The connected consumer expects you to anticipate what they want, making predictive big data analytics and customer insight models a critical toolset that service providers need to better understand.  Analytics will drive decisions such as which up-sell, cross-sell, next best offer and even promotional items will generate a continual conversation with the customer, creating trust and loyalty with the brand.

Maximising ROI with B2B2x delivery models 

As CSPs deploy B2B2x infrastructure models, their focus changes from internal operations to building a sustainable ecosystem, monetising their digital catalogue and delighting their customers. They need to find ways to free up skilled resources from the back-end systems to support these market initiatives, but at the same time internal operations need to be extremely efficient.  More than ever they need to be automated, accurate and lightning fast.

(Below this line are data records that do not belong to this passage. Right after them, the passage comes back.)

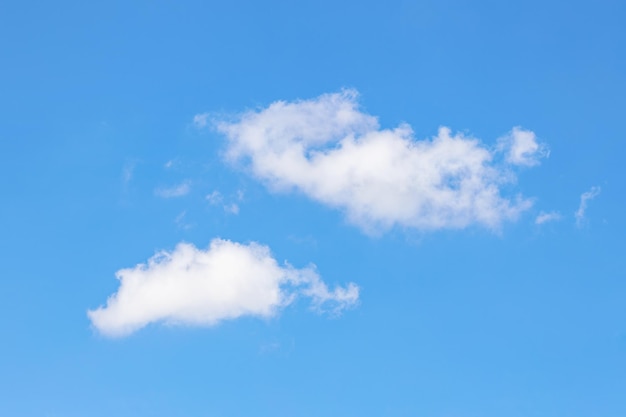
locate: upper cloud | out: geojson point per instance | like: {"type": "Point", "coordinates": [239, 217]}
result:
{"type": "Point", "coordinates": [179, 190]}
{"type": "Point", "coordinates": [522, 148]}
{"type": "Point", "coordinates": [336, 154]}
{"type": "Point", "coordinates": [192, 286]}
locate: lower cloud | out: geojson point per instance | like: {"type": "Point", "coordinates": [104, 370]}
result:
{"type": "Point", "coordinates": [191, 286]}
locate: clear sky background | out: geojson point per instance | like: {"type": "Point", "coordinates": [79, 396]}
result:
{"type": "Point", "coordinates": [112, 151]}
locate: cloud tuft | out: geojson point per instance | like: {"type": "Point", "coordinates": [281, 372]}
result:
{"type": "Point", "coordinates": [544, 217]}
{"type": "Point", "coordinates": [330, 150]}
{"type": "Point", "coordinates": [179, 190]}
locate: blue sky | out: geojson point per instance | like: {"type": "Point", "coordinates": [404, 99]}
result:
{"type": "Point", "coordinates": [292, 233]}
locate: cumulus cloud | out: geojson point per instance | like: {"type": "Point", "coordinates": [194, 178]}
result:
{"type": "Point", "coordinates": [544, 217]}
{"type": "Point", "coordinates": [522, 148]}
{"type": "Point", "coordinates": [584, 199]}
{"type": "Point", "coordinates": [178, 190]}
{"type": "Point", "coordinates": [336, 154]}
{"type": "Point", "coordinates": [191, 286]}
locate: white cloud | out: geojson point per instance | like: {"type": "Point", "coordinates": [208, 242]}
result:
{"type": "Point", "coordinates": [584, 198]}
{"type": "Point", "coordinates": [330, 150]}
{"type": "Point", "coordinates": [522, 148]}
{"type": "Point", "coordinates": [179, 190]}
{"type": "Point", "coordinates": [216, 198]}
{"type": "Point", "coordinates": [201, 120]}
{"type": "Point", "coordinates": [231, 208]}
{"type": "Point", "coordinates": [191, 286]}
{"type": "Point", "coordinates": [544, 217]}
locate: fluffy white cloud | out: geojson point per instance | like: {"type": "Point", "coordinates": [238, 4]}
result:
{"type": "Point", "coordinates": [584, 199]}
{"type": "Point", "coordinates": [330, 150]}
{"type": "Point", "coordinates": [191, 286]}
{"type": "Point", "coordinates": [522, 148]}
{"type": "Point", "coordinates": [544, 217]}
{"type": "Point", "coordinates": [179, 190]}
{"type": "Point", "coordinates": [201, 120]}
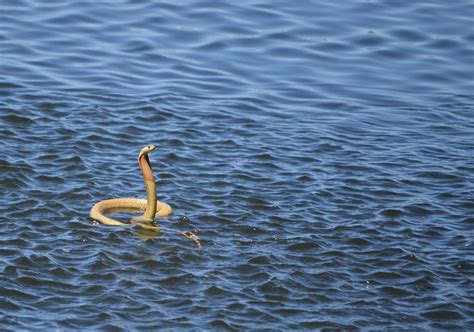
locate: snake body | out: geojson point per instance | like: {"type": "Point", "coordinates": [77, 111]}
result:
{"type": "Point", "coordinates": [151, 205]}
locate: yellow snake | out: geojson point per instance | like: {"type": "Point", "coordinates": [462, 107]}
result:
{"type": "Point", "coordinates": [151, 205]}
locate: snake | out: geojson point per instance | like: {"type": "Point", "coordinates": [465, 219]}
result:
{"type": "Point", "coordinates": [153, 208]}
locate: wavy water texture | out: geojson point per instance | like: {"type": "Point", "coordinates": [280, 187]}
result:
{"type": "Point", "coordinates": [323, 151]}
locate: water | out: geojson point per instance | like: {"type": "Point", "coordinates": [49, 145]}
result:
{"type": "Point", "coordinates": [323, 151]}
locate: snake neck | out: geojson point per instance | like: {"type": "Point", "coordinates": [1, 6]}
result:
{"type": "Point", "coordinates": [150, 186]}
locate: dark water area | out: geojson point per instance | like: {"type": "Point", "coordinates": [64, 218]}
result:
{"type": "Point", "coordinates": [323, 151]}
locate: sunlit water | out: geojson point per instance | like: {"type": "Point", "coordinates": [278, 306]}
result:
{"type": "Point", "coordinates": [322, 150]}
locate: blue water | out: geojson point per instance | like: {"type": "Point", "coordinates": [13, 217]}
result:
{"type": "Point", "coordinates": [323, 151]}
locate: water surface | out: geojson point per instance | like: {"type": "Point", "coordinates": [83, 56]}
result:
{"type": "Point", "coordinates": [322, 151]}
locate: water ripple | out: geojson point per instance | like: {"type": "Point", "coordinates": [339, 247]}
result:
{"type": "Point", "coordinates": [322, 151]}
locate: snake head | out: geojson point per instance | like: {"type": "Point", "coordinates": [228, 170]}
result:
{"type": "Point", "coordinates": [145, 150]}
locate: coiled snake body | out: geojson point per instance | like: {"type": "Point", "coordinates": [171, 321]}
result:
{"type": "Point", "coordinates": [151, 205]}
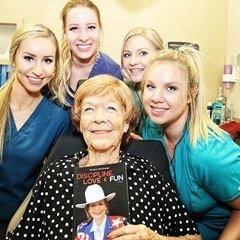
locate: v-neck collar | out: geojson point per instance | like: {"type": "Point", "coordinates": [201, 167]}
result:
{"type": "Point", "coordinates": [28, 122]}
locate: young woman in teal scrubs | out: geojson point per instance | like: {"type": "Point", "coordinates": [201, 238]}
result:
{"type": "Point", "coordinates": [204, 161]}
{"type": "Point", "coordinates": [30, 123]}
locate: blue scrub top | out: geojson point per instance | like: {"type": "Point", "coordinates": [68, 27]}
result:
{"type": "Point", "coordinates": [103, 65]}
{"type": "Point", "coordinates": [24, 152]}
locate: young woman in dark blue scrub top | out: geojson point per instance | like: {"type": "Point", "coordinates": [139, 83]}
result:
{"type": "Point", "coordinates": [30, 123]}
{"type": "Point", "coordinates": [80, 48]}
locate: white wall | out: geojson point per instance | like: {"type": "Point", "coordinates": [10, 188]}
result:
{"type": "Point", "coordinates": [200, 21]}
{"type": "Point", "coordinates": [233, 47]}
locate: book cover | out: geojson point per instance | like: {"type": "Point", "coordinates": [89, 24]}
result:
{"type": "Point", "coordinates": [100, 201]}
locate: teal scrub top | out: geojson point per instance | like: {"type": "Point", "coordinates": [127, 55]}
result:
{"type": "Point", "coordinates": [207, 176]}
{"type": "Point", "coordinates": [150, 130]}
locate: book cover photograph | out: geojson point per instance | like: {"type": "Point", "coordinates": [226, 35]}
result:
{"type": "Point", "coordinates": [100, 201]}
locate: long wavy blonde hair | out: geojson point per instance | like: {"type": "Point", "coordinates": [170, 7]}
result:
{"type": "Point", "coordinates": [66, 56]}
{"type": "Point", "coordinates": [188, 60]}
{"type": "Point", "coordinates": [149, 33]}
{"type": "Point", "coordinates": [27, 31]}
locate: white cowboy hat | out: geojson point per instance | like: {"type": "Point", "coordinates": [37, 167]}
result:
{"type": "Point", "coordinates": [94, 193]}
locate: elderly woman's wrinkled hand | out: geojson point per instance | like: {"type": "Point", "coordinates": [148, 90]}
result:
{"type": "Point", "coordinates": [134, 232]}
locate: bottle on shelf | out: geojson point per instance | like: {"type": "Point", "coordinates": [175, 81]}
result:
{"type": "Point", "coordinates": [219, 108]}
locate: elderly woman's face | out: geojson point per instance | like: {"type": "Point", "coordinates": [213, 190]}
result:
{"type": "Point", "coordinates": [102, 122]}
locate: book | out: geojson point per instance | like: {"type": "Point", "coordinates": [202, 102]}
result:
{"type": "Point", "coordinates": [100, 200]}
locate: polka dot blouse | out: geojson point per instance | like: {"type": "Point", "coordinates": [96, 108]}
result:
{"type": "Point", "coordinates": [152, 201]}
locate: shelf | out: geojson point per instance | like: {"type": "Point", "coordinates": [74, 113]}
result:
{"type": "Point", "coordinates": [7, 28]}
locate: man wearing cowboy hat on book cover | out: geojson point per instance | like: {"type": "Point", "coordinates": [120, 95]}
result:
{"type": "Point", "coordinates": [99, 224]}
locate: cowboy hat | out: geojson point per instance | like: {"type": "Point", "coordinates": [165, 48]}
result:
{"type": "Point", "coordinates": [94, 193]}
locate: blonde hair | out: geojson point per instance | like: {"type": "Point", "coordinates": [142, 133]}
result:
{"type": "Point", "coordinates": [188, 60]}
{"type": "Point", "coordinates": [26, 31]}
{"type": "Point", "coordinates": [148, 33]}
{"type": "Point", "coordinates": [66, 56]}
{"type": "Point", "coordinates": [102, 85]}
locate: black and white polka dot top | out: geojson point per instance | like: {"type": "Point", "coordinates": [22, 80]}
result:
{"type": "Point", "coordinates": [152, 201]}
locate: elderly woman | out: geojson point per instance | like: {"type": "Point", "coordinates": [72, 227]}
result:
{"type": "Point", "coordinates": [104, 113]}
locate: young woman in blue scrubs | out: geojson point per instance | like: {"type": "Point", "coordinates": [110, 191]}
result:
{"type": "Point", "coordinates": [80, 47]}
{"type": "Point", "coordinates": [30, 123]}
{"type": "Point", "coordinates": [204, 161]}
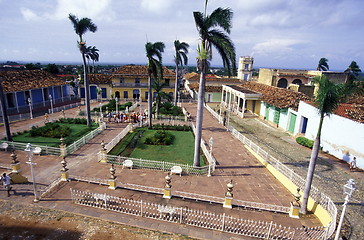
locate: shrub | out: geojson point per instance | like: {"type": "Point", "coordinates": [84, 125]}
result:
{"type": "Point", "coordinates": [52, 130]}
{"type": "Point", "coordinates": [160, 138]}
{"type": "Point", "coordinates": [305, 142]}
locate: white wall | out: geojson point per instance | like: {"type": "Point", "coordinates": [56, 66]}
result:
{"type": "Point", "coordinates": [339, 135]}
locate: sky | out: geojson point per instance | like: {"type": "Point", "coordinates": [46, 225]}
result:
{"type": "Point", "coordinates": [277, 33]}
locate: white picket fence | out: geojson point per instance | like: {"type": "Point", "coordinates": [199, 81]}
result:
{"type": "Point", "coordinates": [194, 217]}
{"type": "Point", "coordinates": [296, 179]}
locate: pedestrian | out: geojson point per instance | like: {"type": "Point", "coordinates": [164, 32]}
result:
{"type": "Point", "coordinates": [5, 179]}
{"type": "Point", "coordinates": [352, 164]}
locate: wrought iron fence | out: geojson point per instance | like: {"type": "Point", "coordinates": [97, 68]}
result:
{"type": "Point", "coordinates": [194, 217]}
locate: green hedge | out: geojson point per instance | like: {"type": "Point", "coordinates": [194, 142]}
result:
{"type": "Point", "coordinates": [305, 142]}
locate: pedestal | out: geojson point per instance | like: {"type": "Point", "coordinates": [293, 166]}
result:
{"type": "Point", "coordinates": [227, 202]}
{"type": "Point", "coordinates": [294, 211]}
{"type": "Point", "coordinates": [167, 193]}
{"type": "Point", "coordinates": [112, 184]}
{"type": "Point", "coordinates": [64, 176]}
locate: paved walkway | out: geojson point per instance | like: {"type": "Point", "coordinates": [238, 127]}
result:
{"type": "Point", "coordinates": [252, 181]}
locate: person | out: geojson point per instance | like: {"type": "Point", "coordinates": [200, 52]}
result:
{"type": "Point", "coordinates": [6, 182]}
{"type": "Point", "coordinates": [353, 164]}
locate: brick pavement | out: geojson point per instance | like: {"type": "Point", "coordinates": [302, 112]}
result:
{"type": "Point", "coordinates": [252, 181]}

This is where a fresh approach to managed services can add significant value. Managed service providers used to be about cost-cutting, but today they are about making traditional business environments more lean and agile, while driving innovation for new digital business.  Creating a lean operating infrastructure that is fit for the digital economy often results in significant cost savings for CSPs, which frees up investments to feed back into innovation on the digital side.

The role of cloud and SaaS in building competitive advantage

There is a definite upswing in customers looking to leverage a cloud-based, Software-as-a-Service (SaaS) solution that can overlay existing infrastructure to help a CSP get to market quickly with new services and monetise new revenue streams.  From CSG’s perspective, it is important to understand the drivers of this requirement – and, at the core, “it is the desire to innovate, launch new digital services quickly and monetise those services”.  Companies want to get into the digital economy – but because it is a nascent business model, they are aware of the risks of investing too much, too quickly in a platform that might not meet their future needs. They also know the upfront and hidden costs of the “rip and replace” approach to existing infrastructure, but they still need to act. Because of this, we need to be ready with solutions that empower our customers to be nimble and innovative without having to re-build an entire operational architecture.

A further advantage of SaaS is the automatic upgrades of functionality, meaning that the latest toolset for innovation is always available, rather than going through resource consuming upgrades of traditional on-premise software. 

Creating wealth in the digital economy

CSPs are under relentless pressure to compete in the digital economy, facing competition from digital powerhouses like Amazon, Google and Apple, which have set the bar for customer experience very high.  To provide CSPs with a true competitive advantage, CSG’s strategic focus is to enable the B2B2x ecosystem that allows the companies we work with to connect consumers to each other and to the services that they care about. This means we are investing in solutions, such as the Ascendon platform, to support digital economy capabilities that drive efficiency and monetisation in the real-time world. We believe that the right platform, coupled with employing skilled resources where they can add most value, processes that are agile and adaptive, and technology that is robust and open, is at the core of creating wealth in the digital economy.